The NYSE and Nasdaq have recently adopted rules which will require compensation committees to consider certain enumerated factors before selecting, or receiving advice from, a compensation consultant, legal counsel or other adviser to the compensation committee, other than in-house legal counsel. We expect many compensation committees will require information in writing to satisfy their consideration of the required factors. For legal counsel the letter could take a form like this:
Chair of Compensation Committee
Dear [ ]:
You have asked us to provide you with certain information to satisfy the requirements of your Compensation Committee Charter and related rules of the [stock exchange]. Where the applicable Compensation Committee Charter provision or stock exchange rule requires an assessment with respect to “legal counsel,” the disclosures made herein relate to [list attorneys names] (the “Relevant Attorneys”), which we anticipate will be the attorneys providing services to the Compensation Committee. [Note: SEC Adopting Release 33-9330 (page 40) states the stock ownership disclosure applies only to “individuals providing services to the compensation committee and their immediate family members.” It therefore appears logical to apply this guidance to other provisions of the rule which use the same term. Apparently, changes in team members can trigger a new assessment by compensation committees which could be challenging, especially in fast-moving situations.]
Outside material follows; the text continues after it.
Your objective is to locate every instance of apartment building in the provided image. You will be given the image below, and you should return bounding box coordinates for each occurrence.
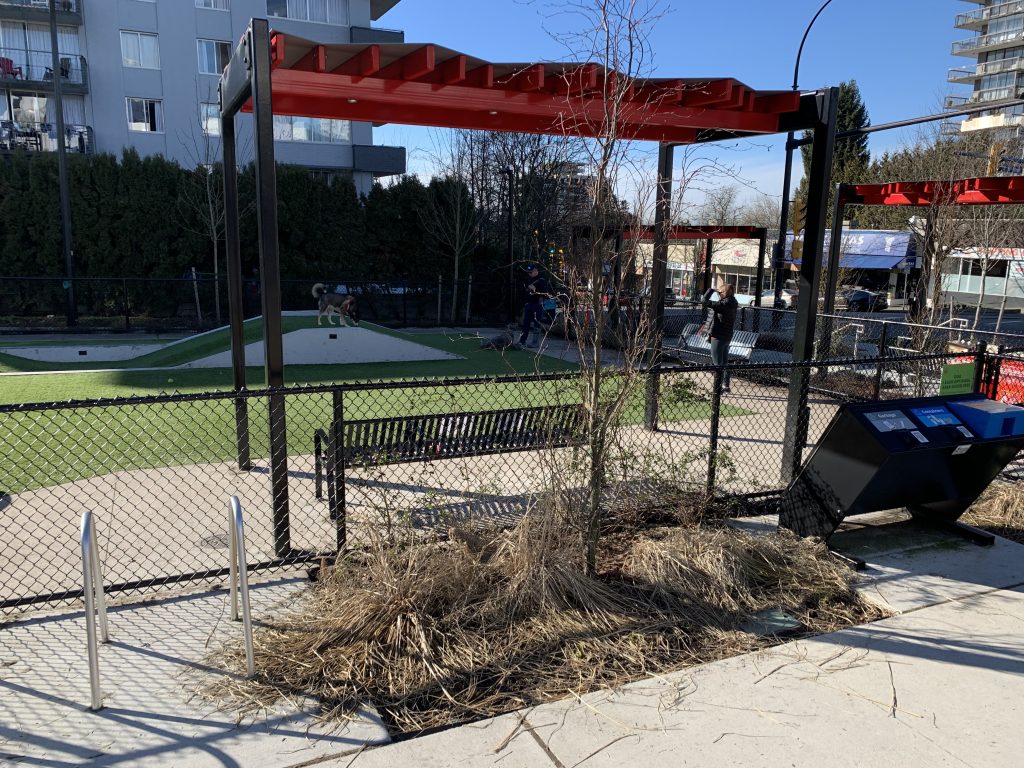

1. Other services we have provided to ABC Corporation [for the 12 months ended December 31, 201X.]: [List services.] [Note: The rules do not specify an appropriate look-back period. The SEC stated in Release No. 34-68640 that it expects the assessment to be made annually. That, coupled with disclosure 2 below on fees, suggests a 12 month look-back would be appropriate.]
2. The fees received from ABC Corporation for the 12 months ended December 31, 201X represented [ ]% of our total revenues during that period.
3. As attorneys licensed in the State of Minnesota, the Relevant Attorneys are required to comply with Rules 1.7, 1.8, 1.9 and 1.13 of the Minnesota Rules of Professional Conduct which govern conflicts of interest and other matters. The Relevant Attorneys receive periodic training in the ethical requirements required by the Minnesota Rules of Professional Conduct.
4. The Relevant Attorneys have the following business or personal relationships with a member of the Compensation Committee: [List relationships.] [Note the exchanges declined to further define “business and personal relationships” in response to comment letters.]
5. The Relevant Attorneys and their immediate family members own stock in ABC Corporation: [List stock ownership.]
6. The Relevant Attorneys have the following business or personal relationships with executive officers of ABC Corporation: [List relationships.]
Should you have any questions regarding the foregoing, please contact the undersigned.